# Hansel & Gretel: Witch Hunters - Blu-ray Review



## Mike Edwards (Mar 10, 2011)

[img]http://www.hometheatershack.com/gallery/file.php?n=11780[/img] 
*Title: Hansel and Gretel: Witch Hunters* 

*Movie:* :4stars:
*Video:* :4.5stars:
*Audio:* :4.5stars: 
*Extras:* :2stars: 

*HTS Overall Score:*83




[img]http://www.hometheatershack.com/gallery/file.php?n=11779[/img]*Summary*
I’m going to say this right off the bat. If you’re expecting something wildly insightful and an incredibly deep storyline than it might be time to turn away.
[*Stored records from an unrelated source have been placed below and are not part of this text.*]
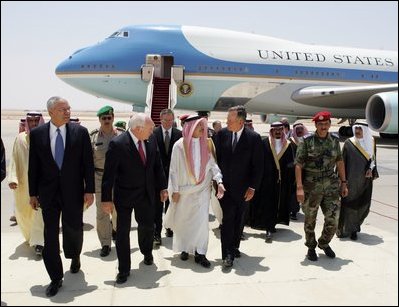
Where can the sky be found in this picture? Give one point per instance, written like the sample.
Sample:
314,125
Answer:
36,36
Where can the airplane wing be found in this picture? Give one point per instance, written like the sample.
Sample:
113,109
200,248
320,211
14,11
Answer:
339,96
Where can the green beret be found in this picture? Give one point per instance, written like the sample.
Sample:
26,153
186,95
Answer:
121,124
105,111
With a title like “Hansel and Gretel: Witch Hunters” I’m sure you can guess that it’s not going to be completely serious, but then again you never know. In the same vein as “Abraham Lincoln: Vampire Hunter”, director Tommy Wirkola takes a modern twist on an ancient fairy tale with his tongue firmly implanted in cheek for the majority of the film. I wasn’t sure WHAT to expect going into the film, but it looks like Tommy has taken a cue from “Abraham Lincoln: Vampire Hunter” and blended in a bit of “The Brothers Grimm” for a unique, gory and just plain fun take on our old classic Grimm fairy tale. 

Our film starts out with classic introduction, Hansel and Gretel are lead into the woods to be abandoned by their father and wander across a hut in the woods made entirely of candy, also unfortunately housing a witch intent on eating the two children. Putting up a struggle Hansel and Gretel end up baking the witch in her own oven and discover something interesting. It appears that strangely enough, witch magic doesn’t seem to affect them. Skip ahead a decade later and Hansel (Jeremy Renner) and Gretel (Gemma Arterton) have grown up and become bounty hunters that specialize in taking out witches. Moving from town to town they eradicate any witch problems the townsfolk might have for a modest fee. 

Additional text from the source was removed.